Stopping this trial is a serious setback to controlling the epidemic. The new prevention method being tested could save millions of lives if it works. Fortunately the study is being run not only in Cambodia but in other countries as well.
AdvertisementExperts say they will not have an HIV vaccine for at least ten years. Tenofovir (brand name Viread, from Gilead Sciences in California), the drug that was to be tested in Cambodia, is already in widespread use for treating HIV, so it is available now. In a small monkey study, an injectable form of tenofovir gave 100% protection against infection by SIV (simian immunodeficiency virus, which is like HIV). All the monkeys were deliberately exposed to SIV -- and every monkey that got tenofovir was protected, while all the others in the no-treatment control group became infected (Science, November 17, 1995, volume 270, page 1197).
If tenofovir works anywhere nearly this well in people, it could be at least as effective for preventing HIV as a vaccine. The drawback would be the need to take a pill once a day. So there could be a vaccine already for people at high risk, who might choose protection at the cost of the inconvenience and risk of side effects. Epidemiologists could watch where the epidemic is going and offer free drug to those most likely to become infected, for example, sex workers -- protecting not only them, but many others who could have been infected directly or indirectly through them. This new prevention tool, if used well, might possibly be enough to control the epidemic. But it won't be used at all unless it can be tested first.
If it works, tenofovir will be a form of prevention that women could control. They would not need to get men to put on condoms, nor tell men that they are using protection against HIV. And for both men and women, this kind of prevention would not require people to change their sexual behavior -- avoiding a major obstacle to the effectiveness of HIV prevention today. (Not much in human life is perfect, so behavior change will also be needed as well.)
Tenofovir has been approved as an HIV treatment for over two years in the U.S. and Europe, and has become widely used because it is one of the safest HIV drugs. The dose planned for the prevention trial is the same as that used for treatment. In an early study of tenofovir, eight volunteers took twice this dose for 28 days with no adverse effects. Almost all the experience with tenofovir so far has been in HIV-positive patients and volunteers -- but healthy, uninfected persons have if anything less problem with drug side effects than those who have HIV or other illness.
The group that objected to the trial, the Women's Network for Unity, "was established in June 2000 by a group of sex workers for sex workers," and says it has 5,000 members in Cambodia. Women's Network for Unity protested the tenofovir trial at a press conference in Phnom Penh on March 29, 2004, because the trial does not include insurance to treat drug side effects that may continue after the trial. It also protested at the Bangkok conference, with the support of ACT UP Paris. It appears to be an excellent organization; for more information, see www.swop-usa.org/world%20news/Cambodian_news.html.
The demand for 30 years insurance is the main issue fueling the protests. There has been confusion in the press, with some researchers thinking the demand is for 30 year of general health care -- a large incentive that would raise ethical objections that participants were not consenting voluntarily to the trial. But from what I have seen in news reports, Women's Network for Unity only asked for treatment of any side effects of the drug being studied -- which is not an incentive to join the trial, so it does not raise questions of undue incentive interfering with voluntary consent.

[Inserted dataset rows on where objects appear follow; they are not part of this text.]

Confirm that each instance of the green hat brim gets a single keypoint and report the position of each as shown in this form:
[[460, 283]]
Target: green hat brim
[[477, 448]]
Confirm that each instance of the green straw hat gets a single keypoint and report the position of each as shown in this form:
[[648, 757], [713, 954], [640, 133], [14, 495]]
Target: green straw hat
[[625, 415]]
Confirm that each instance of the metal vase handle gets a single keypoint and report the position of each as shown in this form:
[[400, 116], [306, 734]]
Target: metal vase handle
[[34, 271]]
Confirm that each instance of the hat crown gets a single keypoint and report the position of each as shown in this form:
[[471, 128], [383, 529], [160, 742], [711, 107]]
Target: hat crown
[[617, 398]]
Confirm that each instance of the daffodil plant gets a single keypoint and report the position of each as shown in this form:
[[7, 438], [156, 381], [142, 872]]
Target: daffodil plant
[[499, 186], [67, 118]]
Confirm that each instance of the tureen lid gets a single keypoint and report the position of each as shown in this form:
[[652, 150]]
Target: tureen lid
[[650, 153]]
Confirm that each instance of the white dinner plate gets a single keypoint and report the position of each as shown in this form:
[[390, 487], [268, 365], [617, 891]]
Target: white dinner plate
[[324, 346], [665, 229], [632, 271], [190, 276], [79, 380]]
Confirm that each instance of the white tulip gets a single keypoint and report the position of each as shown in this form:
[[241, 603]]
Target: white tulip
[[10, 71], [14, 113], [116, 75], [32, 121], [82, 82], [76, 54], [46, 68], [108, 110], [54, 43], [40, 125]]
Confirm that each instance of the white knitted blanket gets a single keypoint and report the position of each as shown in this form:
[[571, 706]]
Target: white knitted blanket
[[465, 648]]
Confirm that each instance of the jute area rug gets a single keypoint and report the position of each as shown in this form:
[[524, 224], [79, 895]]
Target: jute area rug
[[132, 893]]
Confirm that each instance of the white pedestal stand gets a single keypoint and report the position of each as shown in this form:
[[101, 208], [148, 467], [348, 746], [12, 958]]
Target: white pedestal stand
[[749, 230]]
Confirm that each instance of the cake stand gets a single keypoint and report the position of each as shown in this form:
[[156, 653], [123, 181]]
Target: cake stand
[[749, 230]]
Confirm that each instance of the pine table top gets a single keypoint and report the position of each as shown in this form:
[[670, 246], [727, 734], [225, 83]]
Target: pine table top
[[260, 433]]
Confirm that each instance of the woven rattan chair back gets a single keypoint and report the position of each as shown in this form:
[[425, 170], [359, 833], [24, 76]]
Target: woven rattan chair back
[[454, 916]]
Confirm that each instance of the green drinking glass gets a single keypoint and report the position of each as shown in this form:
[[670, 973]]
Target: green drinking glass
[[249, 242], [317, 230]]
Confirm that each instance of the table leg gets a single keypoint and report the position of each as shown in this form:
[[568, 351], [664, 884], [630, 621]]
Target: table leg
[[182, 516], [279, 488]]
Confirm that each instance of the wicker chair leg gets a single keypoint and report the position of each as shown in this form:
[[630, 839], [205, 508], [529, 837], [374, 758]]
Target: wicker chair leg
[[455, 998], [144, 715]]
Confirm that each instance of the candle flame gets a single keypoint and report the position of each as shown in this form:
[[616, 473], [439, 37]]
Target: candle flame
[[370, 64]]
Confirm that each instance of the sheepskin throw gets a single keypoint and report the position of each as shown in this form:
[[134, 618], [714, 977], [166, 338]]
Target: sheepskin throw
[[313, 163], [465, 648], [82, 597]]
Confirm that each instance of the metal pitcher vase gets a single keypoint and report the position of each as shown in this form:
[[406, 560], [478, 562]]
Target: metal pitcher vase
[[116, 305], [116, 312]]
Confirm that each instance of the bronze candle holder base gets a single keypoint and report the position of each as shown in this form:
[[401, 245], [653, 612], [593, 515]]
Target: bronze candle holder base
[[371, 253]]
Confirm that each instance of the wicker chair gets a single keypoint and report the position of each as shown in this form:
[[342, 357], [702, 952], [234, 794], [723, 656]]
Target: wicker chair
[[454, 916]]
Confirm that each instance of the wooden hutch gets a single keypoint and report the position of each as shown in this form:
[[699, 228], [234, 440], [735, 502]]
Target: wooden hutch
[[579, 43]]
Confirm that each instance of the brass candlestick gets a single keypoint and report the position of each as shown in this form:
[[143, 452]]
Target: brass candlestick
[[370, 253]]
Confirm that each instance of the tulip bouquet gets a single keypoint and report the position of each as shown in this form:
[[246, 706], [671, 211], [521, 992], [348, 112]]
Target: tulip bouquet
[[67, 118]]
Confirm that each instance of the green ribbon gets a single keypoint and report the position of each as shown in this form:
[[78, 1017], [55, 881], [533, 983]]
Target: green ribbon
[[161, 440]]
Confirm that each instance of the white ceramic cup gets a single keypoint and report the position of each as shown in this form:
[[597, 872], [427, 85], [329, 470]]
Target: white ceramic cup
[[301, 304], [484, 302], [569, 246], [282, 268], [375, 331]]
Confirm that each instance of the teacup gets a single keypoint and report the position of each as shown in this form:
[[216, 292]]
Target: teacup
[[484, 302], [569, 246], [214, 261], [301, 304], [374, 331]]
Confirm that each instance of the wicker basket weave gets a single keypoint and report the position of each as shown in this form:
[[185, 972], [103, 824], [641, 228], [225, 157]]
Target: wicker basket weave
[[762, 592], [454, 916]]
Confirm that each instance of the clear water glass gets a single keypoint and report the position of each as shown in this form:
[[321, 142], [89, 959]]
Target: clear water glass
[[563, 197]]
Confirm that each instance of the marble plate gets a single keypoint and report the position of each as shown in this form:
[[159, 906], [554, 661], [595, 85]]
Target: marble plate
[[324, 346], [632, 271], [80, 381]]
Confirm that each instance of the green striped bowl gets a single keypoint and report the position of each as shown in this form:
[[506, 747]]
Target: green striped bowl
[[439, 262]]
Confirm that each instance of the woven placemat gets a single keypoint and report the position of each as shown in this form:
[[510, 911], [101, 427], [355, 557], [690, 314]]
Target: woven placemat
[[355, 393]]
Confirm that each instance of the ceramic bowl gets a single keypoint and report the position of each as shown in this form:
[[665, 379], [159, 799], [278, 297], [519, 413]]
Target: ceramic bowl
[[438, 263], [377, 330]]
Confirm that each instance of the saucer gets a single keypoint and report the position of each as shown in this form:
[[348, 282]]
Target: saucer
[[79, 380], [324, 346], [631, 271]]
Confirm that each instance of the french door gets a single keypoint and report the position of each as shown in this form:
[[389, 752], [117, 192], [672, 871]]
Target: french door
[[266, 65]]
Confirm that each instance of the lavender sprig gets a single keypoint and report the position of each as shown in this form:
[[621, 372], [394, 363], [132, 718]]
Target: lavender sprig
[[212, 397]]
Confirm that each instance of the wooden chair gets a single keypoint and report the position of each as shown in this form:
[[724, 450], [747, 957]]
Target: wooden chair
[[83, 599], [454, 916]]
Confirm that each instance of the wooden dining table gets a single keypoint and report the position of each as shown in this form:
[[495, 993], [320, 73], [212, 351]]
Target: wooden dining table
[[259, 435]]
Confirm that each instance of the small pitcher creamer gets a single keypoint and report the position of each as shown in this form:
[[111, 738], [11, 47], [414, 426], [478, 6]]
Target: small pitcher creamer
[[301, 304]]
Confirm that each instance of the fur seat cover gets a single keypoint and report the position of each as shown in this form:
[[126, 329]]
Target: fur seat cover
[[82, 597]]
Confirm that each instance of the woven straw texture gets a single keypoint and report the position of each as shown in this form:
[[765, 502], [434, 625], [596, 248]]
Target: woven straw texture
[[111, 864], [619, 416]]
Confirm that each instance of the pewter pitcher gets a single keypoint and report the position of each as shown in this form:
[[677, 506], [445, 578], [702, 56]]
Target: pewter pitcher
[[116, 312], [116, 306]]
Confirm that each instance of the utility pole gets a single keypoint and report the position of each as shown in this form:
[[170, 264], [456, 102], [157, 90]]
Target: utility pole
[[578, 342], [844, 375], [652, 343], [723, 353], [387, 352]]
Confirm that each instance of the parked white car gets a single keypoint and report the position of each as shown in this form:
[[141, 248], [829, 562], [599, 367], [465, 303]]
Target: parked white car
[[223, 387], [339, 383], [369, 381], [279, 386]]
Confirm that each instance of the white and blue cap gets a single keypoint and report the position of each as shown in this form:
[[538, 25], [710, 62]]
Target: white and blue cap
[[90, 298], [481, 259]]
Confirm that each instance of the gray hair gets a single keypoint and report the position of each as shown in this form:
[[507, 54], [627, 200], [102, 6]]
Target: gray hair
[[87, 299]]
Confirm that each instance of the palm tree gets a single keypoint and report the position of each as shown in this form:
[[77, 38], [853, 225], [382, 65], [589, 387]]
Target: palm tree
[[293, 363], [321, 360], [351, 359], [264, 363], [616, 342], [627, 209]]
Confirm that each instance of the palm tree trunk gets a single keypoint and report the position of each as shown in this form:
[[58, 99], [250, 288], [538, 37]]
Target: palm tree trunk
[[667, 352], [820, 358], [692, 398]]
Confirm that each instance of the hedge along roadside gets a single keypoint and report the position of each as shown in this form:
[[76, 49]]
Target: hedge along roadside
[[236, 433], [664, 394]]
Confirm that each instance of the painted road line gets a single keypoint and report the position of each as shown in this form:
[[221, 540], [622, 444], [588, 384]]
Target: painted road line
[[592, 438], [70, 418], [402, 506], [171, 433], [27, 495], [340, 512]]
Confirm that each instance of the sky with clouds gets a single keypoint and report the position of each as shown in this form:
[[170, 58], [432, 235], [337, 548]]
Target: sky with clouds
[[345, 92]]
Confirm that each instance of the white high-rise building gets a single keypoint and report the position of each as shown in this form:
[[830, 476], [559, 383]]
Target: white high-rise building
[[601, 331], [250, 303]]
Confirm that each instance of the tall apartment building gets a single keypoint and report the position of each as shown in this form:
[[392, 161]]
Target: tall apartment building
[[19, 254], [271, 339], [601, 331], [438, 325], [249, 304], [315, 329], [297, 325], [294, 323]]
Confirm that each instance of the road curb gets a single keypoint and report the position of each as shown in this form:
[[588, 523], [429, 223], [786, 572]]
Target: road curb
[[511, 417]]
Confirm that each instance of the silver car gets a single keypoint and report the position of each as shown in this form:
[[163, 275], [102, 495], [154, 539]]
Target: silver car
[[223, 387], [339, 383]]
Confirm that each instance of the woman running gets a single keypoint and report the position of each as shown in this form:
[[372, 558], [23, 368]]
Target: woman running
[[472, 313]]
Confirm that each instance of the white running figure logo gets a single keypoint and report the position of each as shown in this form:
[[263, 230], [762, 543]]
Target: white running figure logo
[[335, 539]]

Of course sponsors of clinical trials would worry about an arrangement that might give volunteers or their doctors 30 years of payments if they said the experimental drug made them sick. Often nobody knows the cause of an illness; a powerful incentive to blame the drug would not only raise the cost of doing a trial but, much worse for the sponsor, could affect the result, making any drug look more dangerous than it is. Probably for this reason, it is common practice in the United States to not guarantee medical care beyond the trial for side effects of the study drug. But U.S. volunteers have more access to medical care outside the trial than those in most poor countries.
The tenofovir prevention trial was developed collaboratively to meet current ethical standards. It passed ethical review in every country involved (unfortunately, many trials in developing countries do not). And if the drug is found to be effective for preventing HIV infection, all volunteers will be offered it free for two years after the trial, by which time other programs should be in place to supply it. The main issue that led to stopping this trial in Cambodia could affect any clinical trial in poor countries where people cannot get modern medical care.
Hopefully these issues can be resolved satisfactorily. Many people may live or die depending on whether the tenofovir HIV prevention trials are completed.